Redeemable co-operative shares did not qualify as capital under new insurance regulatory requirements and to support NTUC Income’s capital adequacy ratio, as they are not permanent capital. NTUC Enterprise subsequently converted all its shares to permanent shares when the Co-operative Societies Act (CSA) introduced a new class of irredeemable shares in 2018. The Edge Singapore explained why this was necessary here.
In an open letter to the Monetary Authority of Singapore (MAS) on Aug 2, Tan Suee Chieh, former NTUC Income (now Income Insurance) CEO and NTUC Enterprise CEO, had said that NTUC Enterprise injected $630 million into NTUC Income from 2015 to 2020 in return for shares at a par value of $10 per share. "The consequence of those capital injections was that NTUC minority shareholders at the time had their shares diluted. Indeed, as a result of those capital injections, NTUC Enterpise’s shareholding in NTUC Income increased very significantly from 30% in 2015 to 70% in 2020."
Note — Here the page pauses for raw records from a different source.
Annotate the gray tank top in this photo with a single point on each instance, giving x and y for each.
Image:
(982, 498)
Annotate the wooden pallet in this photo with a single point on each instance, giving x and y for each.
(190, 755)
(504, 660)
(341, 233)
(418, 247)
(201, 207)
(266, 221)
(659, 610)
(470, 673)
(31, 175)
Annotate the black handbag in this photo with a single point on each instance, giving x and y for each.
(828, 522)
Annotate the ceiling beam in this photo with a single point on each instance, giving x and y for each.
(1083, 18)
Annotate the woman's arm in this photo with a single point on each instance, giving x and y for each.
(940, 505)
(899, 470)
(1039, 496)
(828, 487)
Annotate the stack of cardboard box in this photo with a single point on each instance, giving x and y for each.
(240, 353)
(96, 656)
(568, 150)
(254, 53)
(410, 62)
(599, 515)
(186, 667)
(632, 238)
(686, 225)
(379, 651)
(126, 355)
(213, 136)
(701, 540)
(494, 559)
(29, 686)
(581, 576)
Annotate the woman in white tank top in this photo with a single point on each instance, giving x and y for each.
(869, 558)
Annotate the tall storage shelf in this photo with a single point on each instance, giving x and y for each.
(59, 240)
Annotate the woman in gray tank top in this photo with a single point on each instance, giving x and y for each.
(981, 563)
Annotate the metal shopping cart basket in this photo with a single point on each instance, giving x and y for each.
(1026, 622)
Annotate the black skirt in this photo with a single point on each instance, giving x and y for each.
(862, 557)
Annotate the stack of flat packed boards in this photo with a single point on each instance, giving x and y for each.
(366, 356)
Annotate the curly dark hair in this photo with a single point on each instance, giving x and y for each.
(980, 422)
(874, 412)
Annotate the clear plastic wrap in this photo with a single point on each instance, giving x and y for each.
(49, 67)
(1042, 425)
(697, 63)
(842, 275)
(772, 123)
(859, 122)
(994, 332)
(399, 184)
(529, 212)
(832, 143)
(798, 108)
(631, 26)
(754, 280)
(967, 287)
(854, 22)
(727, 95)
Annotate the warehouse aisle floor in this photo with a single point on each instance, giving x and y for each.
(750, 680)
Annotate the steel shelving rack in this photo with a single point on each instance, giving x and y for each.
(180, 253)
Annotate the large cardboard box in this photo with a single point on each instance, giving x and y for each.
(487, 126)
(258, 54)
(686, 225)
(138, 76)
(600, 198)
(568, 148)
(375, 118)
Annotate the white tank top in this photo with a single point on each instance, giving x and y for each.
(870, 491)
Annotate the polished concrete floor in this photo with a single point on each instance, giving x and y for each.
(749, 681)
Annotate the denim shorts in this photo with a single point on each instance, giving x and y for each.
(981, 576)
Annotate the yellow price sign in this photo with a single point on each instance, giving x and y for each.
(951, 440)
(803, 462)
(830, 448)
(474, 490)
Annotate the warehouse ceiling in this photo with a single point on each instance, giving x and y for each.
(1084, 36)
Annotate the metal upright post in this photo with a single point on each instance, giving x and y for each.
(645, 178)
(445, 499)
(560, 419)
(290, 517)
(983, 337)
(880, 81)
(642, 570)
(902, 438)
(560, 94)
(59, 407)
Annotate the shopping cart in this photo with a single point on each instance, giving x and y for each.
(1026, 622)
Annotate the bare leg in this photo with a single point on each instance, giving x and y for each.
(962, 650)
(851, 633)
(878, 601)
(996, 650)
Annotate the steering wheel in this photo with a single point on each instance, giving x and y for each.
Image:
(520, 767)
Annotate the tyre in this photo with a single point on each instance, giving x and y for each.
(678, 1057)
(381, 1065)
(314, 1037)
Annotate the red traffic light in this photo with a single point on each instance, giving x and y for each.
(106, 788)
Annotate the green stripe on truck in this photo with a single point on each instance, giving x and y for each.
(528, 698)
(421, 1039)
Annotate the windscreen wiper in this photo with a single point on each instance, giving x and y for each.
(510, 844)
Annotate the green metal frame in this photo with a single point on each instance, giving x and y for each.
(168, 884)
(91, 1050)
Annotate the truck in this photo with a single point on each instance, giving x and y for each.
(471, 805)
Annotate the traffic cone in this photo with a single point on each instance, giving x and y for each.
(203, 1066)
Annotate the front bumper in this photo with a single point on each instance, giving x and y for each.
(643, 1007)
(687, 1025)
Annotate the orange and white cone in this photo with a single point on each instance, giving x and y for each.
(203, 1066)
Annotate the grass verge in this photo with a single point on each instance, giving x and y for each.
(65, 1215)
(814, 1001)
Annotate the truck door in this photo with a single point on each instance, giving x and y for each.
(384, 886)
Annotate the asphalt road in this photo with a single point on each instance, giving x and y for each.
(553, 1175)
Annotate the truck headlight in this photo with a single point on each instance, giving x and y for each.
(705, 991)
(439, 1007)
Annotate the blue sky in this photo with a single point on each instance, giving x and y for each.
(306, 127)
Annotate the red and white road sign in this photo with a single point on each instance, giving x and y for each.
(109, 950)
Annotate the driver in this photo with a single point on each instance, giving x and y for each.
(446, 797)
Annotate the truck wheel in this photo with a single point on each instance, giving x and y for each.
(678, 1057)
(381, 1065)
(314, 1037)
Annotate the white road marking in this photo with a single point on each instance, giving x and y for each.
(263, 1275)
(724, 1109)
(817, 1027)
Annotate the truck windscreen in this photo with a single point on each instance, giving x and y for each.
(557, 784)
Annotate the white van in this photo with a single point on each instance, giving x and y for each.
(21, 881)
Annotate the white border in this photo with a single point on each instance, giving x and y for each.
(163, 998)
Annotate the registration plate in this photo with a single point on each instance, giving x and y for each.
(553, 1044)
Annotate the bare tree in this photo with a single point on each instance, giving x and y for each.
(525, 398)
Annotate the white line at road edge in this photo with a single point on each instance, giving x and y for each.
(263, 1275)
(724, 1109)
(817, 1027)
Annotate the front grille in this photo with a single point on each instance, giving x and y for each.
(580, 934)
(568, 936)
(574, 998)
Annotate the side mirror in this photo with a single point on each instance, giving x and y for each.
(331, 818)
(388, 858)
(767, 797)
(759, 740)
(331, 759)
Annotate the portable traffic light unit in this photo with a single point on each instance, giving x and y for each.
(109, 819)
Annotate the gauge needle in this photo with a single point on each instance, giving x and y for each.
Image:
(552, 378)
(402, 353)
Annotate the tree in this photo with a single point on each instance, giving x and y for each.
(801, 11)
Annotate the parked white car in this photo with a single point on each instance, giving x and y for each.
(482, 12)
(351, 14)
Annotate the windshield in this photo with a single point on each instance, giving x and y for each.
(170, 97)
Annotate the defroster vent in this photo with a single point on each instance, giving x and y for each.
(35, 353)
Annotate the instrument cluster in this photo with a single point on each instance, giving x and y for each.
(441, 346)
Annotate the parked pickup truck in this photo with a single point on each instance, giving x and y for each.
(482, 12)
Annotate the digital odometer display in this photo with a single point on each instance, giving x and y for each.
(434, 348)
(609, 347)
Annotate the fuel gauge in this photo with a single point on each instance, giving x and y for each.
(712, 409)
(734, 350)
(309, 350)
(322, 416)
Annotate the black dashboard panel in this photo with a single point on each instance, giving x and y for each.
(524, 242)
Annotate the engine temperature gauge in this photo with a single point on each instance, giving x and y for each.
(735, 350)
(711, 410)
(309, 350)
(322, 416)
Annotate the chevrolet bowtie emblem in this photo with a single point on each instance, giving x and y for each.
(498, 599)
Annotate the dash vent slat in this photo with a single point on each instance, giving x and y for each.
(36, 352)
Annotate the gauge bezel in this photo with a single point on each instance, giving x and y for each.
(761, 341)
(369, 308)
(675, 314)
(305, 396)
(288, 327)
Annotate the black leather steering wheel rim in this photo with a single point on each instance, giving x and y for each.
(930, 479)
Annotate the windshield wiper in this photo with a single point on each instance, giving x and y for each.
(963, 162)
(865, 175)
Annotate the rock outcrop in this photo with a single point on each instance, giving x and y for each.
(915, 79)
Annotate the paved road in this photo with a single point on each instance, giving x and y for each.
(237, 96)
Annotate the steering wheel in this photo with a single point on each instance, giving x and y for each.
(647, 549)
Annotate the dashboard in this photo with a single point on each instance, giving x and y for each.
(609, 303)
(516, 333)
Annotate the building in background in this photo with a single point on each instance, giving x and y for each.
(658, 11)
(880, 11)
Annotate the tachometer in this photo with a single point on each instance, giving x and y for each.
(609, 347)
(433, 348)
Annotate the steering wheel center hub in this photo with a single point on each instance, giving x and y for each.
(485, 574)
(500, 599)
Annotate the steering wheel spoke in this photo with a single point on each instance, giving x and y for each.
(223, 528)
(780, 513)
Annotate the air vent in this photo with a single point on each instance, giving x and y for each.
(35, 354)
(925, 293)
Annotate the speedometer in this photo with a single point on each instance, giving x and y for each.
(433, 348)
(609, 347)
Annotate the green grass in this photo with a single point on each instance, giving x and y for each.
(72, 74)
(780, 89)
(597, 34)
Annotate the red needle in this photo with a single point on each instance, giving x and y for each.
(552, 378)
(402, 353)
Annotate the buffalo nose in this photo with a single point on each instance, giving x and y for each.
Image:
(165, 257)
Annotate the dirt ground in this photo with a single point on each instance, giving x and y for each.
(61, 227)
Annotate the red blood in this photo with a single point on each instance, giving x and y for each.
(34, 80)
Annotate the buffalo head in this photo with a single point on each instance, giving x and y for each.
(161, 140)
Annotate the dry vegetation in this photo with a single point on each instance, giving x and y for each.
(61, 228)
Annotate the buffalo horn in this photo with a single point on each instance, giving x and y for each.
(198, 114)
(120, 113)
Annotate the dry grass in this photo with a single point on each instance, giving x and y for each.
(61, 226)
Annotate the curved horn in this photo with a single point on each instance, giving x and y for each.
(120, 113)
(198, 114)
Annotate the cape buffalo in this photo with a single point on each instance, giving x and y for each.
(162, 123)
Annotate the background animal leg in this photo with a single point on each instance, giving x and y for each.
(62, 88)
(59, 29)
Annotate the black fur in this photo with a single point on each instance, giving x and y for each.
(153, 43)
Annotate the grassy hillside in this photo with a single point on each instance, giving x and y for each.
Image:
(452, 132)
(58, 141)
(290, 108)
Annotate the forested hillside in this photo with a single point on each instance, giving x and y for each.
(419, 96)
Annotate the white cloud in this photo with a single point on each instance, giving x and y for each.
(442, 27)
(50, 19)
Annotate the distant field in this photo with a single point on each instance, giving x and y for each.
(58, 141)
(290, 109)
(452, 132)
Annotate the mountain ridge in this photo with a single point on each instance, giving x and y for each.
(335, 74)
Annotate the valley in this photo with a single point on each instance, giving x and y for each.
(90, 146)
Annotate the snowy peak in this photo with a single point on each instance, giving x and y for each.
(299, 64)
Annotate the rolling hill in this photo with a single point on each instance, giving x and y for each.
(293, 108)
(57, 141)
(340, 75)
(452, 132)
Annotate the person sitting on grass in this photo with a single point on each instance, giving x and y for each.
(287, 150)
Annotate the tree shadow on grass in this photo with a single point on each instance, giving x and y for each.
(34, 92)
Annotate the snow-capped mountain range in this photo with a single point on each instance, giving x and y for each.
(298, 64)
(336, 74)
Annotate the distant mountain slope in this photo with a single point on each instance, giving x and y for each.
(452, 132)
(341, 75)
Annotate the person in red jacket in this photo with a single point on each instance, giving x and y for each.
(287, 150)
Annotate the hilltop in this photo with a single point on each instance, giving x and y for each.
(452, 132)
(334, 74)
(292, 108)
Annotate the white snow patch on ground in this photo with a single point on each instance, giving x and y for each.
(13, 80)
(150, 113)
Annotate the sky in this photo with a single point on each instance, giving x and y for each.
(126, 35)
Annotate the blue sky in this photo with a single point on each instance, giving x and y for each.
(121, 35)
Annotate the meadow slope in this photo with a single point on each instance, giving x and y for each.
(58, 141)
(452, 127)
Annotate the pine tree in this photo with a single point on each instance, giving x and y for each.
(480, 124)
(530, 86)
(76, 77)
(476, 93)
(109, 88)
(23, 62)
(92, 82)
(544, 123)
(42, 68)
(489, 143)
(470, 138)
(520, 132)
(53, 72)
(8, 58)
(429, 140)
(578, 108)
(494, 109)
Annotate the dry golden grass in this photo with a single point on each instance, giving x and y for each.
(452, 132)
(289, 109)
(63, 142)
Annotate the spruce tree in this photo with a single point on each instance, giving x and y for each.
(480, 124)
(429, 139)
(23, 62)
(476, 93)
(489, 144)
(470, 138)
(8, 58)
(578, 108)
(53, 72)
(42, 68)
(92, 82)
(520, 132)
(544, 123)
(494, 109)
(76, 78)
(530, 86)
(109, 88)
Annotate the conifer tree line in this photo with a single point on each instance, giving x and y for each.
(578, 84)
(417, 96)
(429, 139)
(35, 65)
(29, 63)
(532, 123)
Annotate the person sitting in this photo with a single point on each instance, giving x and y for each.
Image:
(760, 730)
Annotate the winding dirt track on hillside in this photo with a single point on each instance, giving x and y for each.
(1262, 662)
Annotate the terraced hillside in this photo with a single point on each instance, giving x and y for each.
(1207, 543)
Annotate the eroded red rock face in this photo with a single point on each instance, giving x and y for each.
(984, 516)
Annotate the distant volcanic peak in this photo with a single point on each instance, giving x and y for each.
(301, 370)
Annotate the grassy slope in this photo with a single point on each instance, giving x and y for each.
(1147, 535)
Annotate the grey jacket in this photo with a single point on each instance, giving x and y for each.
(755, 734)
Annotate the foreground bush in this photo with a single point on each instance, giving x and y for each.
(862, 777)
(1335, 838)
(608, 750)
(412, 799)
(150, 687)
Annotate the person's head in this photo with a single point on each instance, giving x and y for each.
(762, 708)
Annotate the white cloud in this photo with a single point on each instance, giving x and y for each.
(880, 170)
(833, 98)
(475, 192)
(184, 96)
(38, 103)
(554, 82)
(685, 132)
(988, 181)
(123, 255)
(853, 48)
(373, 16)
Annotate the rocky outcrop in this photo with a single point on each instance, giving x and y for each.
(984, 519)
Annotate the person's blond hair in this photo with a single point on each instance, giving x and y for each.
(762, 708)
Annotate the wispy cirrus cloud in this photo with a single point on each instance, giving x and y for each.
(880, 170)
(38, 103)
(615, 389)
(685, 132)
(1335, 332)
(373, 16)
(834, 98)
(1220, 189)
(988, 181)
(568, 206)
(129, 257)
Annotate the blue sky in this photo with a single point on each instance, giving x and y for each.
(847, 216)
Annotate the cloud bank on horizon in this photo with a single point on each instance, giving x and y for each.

NTUC Enterprise clarifies in an Aug 4 response that co-operative shares are purchased and redeemed at their par value, and hence they are not equity shares. The value of the co-operative shares of NTUC Income (the co-operative that became Income Insurance after it was corporatised in 2022) were valued at par or $10 per share when its ordinary members injected capital between 1995 and 2004 and also when NTUC Enterprise made its capital injections totalling $630 million in NTUC Income between 2015 and 2020, without reference to prevailing net asset value.